It's a pins and needles kind of week at home and in the office. At the end of the week, a man the FBI believes to have been involved in at least six killings will be released from prison. I helped put him there, and the last time I saw him he threatened me. I can't help but wonder whether my family or I will be the next notches on his belt.
I met the man in the most extraordinary case of my career. My client answered the front door to his apartment one evening and was met by a masked man. Muzzled flashes lit the night, and my client was shot in the stomach. He collapsed as the masked shooter ran away. He survived, but suffered a lot.
Police had no leads in the shooting. They investigated my client's wife, and questioned his business dealings. We were hired to keep the police off of his back and to focus them on finding the person responsible for the shooting.
Because my client was visible within his industry, trade publications reported his fate. One day my client received a letter from a prisoner in Florida. The prisoner read about the shooting and told the client that his cellmate boasted of involvement. I hopped a plane to interview the cellmate. It turns out he was the masked shooter. He had been paid by another man to do the job. He didn't know my client. It was just business, you see. He was sorry for what he had done.
We learned the identity of the man who paid the shooter. We had very good reason to believe that the payer was merely an intermediary for a former business partner of my client's. I went to see the middle man in another prison, where he was doing time on an unrelated crime. I noticed his deposition in a dismal place called the Glades Correctional Center in Florida.
"I know who you are," the man said, hiding behind his sunglasses and looking every bit the tough guy. We were sitting in a mess hall, beefy guards standing nearby.
"How's that?" I asked.
"You think you're a tough guy," he sneered.
"No, just determined," I said.
"Yeah, well just because I am on the inside doesn't mean I don't have friends on the outside," he said. His voice was pure menace. I kept thinking of the meeting I had had with an FBI agent, the one who told me this man was a suspect in a number of killings in the Southeast.
What to do when so challenged?
I did the only thing reasonable under the circumstances.
"Is that supposed to be some kind of threat?" I was trying to act tough. "Well, I've got news for you. I like my pussy in skirts, and by the looks of you, Bubba and the boys have about worn you out." The man lunged for me, and we were separated by guards. Needless to say, he never told me who paid him.
We made out our case with the middle man's cooperation and ended up collecting a fat sum from my client's former business partner after years of bitter litigation. When the former business partner sought to avoid trial by filing bankruptcy, we challenged the bankruptcy in an adversarial proceeding. The case settled before the judge could rule.
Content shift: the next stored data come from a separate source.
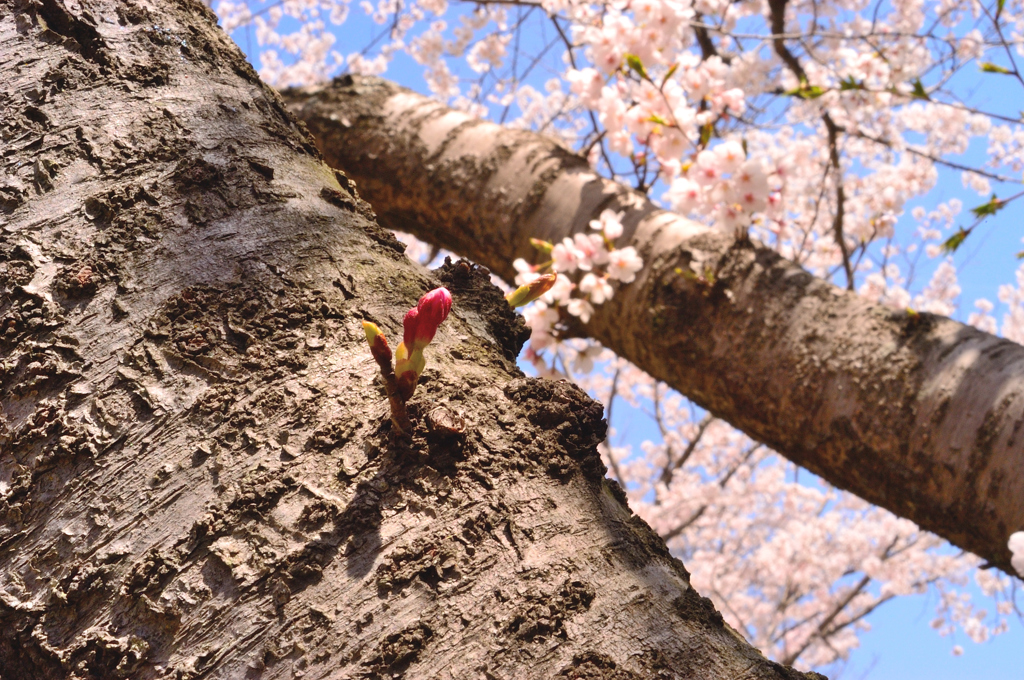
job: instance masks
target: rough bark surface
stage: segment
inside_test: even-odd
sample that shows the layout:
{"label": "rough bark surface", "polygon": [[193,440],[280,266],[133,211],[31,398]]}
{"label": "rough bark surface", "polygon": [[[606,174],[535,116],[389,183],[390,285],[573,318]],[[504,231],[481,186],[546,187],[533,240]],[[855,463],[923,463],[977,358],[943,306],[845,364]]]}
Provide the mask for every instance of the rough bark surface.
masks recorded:
{"label": "rough bark surface", "polygon": [[386,81],[285,98],[382,224],[507,280],[515,258],[533,257],[530,237],[558,242],[603,209],[624,210],[619,244],[647,266],[575,332],[830,483],[1010,570],[1007,539],[1024,529],[1024,347],[871,304],[763,245],[657,209],[548,138]]}
{"label": "rough bark surface", "polygon": [[[800,678],[199,2],[0,1],[0,677]],[[360,322],[447,285],[415,432]]]}

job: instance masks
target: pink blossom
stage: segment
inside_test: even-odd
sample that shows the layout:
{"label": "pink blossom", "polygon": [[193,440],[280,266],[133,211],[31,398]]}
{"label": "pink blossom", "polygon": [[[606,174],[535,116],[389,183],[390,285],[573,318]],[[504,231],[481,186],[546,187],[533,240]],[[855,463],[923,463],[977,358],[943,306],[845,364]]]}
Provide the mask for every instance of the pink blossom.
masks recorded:
{"label": "pink blossom", "polygon": [[654,137],[651,147],[658,158],[669,160],[680,158],[691,148],[690,141],[676,128],[662,128]]}
{"label": "pink blossom", "polygon": [[[580,266],[580,252],[572,239],[564,238],[551,249],[551,259],[556,272],[571,274]],[[588,267],[589,269],[589,267]]]}
{"label": "pink blossom", "polygon": [[715,209],[715,224],[725,231],[745,229],[750,225],[750,214],[739,203],[721,203]]}
{"label": "pink blossom", "polygon": [[614,210],[602,210],[598,219],[590,220],[590,228],[600,231],[606,238],[614,241],[622,236],[622,216],[625,214]]}
{"label": "pink blossom", "polygon": [[672,186],[665,194],[672,205],[672,209],[686,215],[696,210],[703,201],[703,190],[701,186],[686,177],[677,177],[672,181]]}
{"label": "pink blossom", "polygon": [[979,298],[974,301],[974,306],[978,311],[972,312],[971,315],[967,317],[967,323],[978,330],[985,331],[986,333],[998,333],[999,325],[996,323],[995,317],[990,314],[995,308],[995,305],[985,298]]}
{"label": "pink blossom", "polygon": [[512,34],[492,34],[478,42],[466,56],[466,63],[477,73],[500,68]]}
{"label": "pink blossom", "polygon": [[578,316],[580,321],[587,323],[594,314],[594,307],[583,298],[572,298],[565,306],[565,310],[573,316]]}
{"label": "pink blossom", "polygon": [[600,234],[574,234],[572,240],[579,253],[578,266],[583,271],[590,271],[595,264],[608,261],[608,251]]}
{"label": "pink blossom", "polygon": [[572,360],[572,368],[579,373],[590,373],[594,370],[594,359],[600,356],[604,348],[596,342],[589,342],[584,349],[577,350]]}
{"label": "pink blossom", "polygon": [[516,285],[518,286],[527,284],[540,276],[540,274],[537,273],[537,267],[521,257],[517,257],[515,261],[512,262],[512,267],[516,270]]}
{"label": "pink blossom", "polygon": [[644,261],[633,246],[613,250],[608,255],[608,276],[622,283],[632,283],[643,266]]}
{"label": "pink blossom", "polygon": [[580,281],[580,292],[589,295],[590,301],[595,305],[604,304],[615,294],[615,290],[607,279],[594,274],[587,274],[583,277]]}
{"label": "pink blossom", "polygon": [[735,172],[747,159],[743,146],[736,141],[723,142],[714,149],[715,160],[718,161],[718,168],[722,172]]}
{"label": "pink blossom", "polygon": [[541,298],[549,305],[556,305],[562,300],[567,300],[572,295],[573,283],[565,274],[559,274],[555,279],[555,285],[551,287],[544,297]]}
{"label": "pink blossom", "polygon": [[557,309],[548,307],[543,302],[537,302],[523,310],[523,318],[531,330],[530,348],[532,350],[539,351],[555,343],[551,331],[558,323]]}
{"label": "pink blossom", "polygon": [[713,151],[701,151],[697,154],[697,162],[690,168],[688,176],[701,186],[718,182],[722,178],[720,159]]}
{"label": "pink blossom", "polygon": [[1010,548],[1010,552],[1013,553],[1010,564],[1017,570],[1017,575],[1024,578],[1024,531],[1010,534],[1007,546]]}
{"label": "pink blossom", "polygon": [[580,103],[587,108],[597,108],[601,101],[601,89],[604,87],[604,79],[596,69],[584,68],[579,71],[572,69],[566,72],[565,79],[569,81],[573,94],[580,98]]}

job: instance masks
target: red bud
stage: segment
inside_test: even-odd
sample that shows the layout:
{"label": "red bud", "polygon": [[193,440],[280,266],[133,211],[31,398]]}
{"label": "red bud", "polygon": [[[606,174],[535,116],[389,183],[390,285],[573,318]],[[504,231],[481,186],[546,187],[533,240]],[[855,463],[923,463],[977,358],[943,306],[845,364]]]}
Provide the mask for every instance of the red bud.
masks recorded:
{"label": "red bud", "polygon": [[452,294],[447,288],[435,288],[420,298],[402,321],[405,328],[402,340],[410,352],[430,344],[437,333],[437,327],[448,318],[451,309]]}

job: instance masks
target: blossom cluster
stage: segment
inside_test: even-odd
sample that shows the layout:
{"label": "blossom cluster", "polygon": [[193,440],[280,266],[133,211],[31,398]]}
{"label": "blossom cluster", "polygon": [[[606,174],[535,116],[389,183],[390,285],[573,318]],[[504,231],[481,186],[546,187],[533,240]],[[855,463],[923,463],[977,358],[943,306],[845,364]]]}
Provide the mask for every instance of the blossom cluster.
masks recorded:
{"label": "blossom cluster", "polygon": [[743,147],[730,140],[698,153],[665,198],[683,215],[711,215],[722,228],[745,232],[758,214],[781,214],[777,180],[774,167],[746,158]]}
{"label": "blossom cluster", "polygon": [[590,221],[590,231],[565,237],[560,243],[538,242],[542,252],[550,260],[531,265],[517,259],[515,283],[522,286],[551,270],[557,275],[554,285],[523,315],[532,329],[530,337],[531,356],[550,347],[557,340],[555,326],[564,308],[571,316],[583,323],[590,321],[594,305],[611,300],[615,286],[632,283],[643,268],[643,259],[633,246],[615,247],[615,240],[622,236],[622,212],[603,210],[597,219]]}

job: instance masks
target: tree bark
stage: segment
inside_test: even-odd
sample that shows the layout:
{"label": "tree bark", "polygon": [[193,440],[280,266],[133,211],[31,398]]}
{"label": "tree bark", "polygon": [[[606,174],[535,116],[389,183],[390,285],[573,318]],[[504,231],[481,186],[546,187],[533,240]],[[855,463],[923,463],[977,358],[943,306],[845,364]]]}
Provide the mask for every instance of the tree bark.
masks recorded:
{"label": "tree bark", "polygon": [[553,140],[376,78],[285,93],[327,161],[385,226],[506,280],[530,237],[561,241],[623,210],[646,267],[572,332],[714,415],[1013,573],[1024,528],[1024,347],[892,311],[770,248],[658,209]]}
{"label": "tree bark", "polygon": [[[0,677],[800,678],[199,2],[0,1]],[[410,439],[361,321],[447,285]]]}

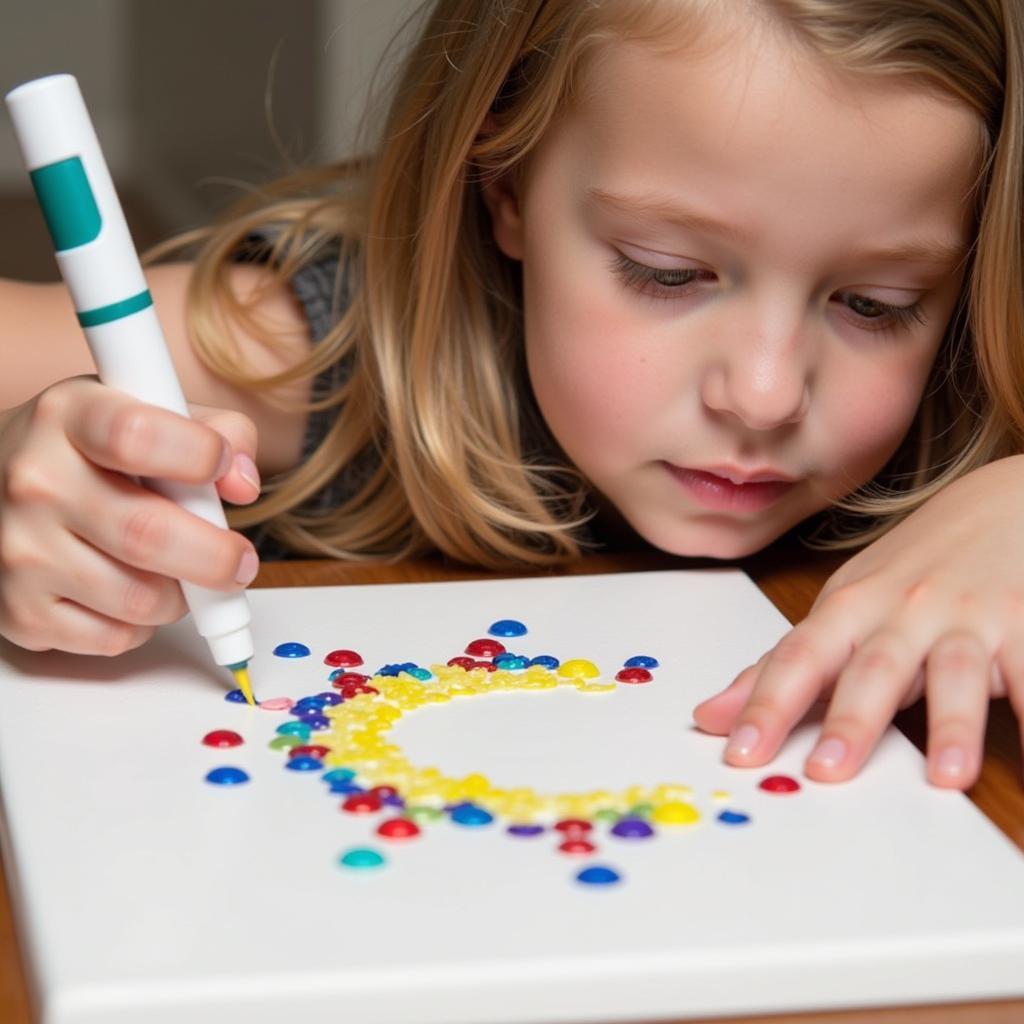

The business partner was never charged with a crime, however. But his name turned up on the middle man's visitor's list at one prison or another. And the middle man was ultimately sentenced to 15 years in Connecticut for his role in the shooting. That sentence ends this week. Because he never relented and told who paid him to hire a shooter, he has been offered no parole. Fifteen years of silence, and this week freedom.
Am I scared? Yes. I've had to discuss this with my wife, a woman who deserves far more peace than my tempestuous ways have yielded over the years. But I am not sure what else I could have done. We played a hard game with dangerous men to seek out those responsible for nearly killing my client. We tried to bring folks to justice.
This week I am worried about revenge, worried, but resigned. I have always believed that one is defined by how one responds to fear. My style is counter phobic. Walk into the center of the storm, I say. Thus far, I have always survived; I justify my ways by saying the running is a form of death. It is better to face the end than to flee. It is, after all, appointed unto all once to die.
That sounds heroic in the abstract. Tonight it feels a little like foolish bravado. I hope that in the weeks and months to come I have a chance to reassess things, and that a vicious man has long since forgotten me.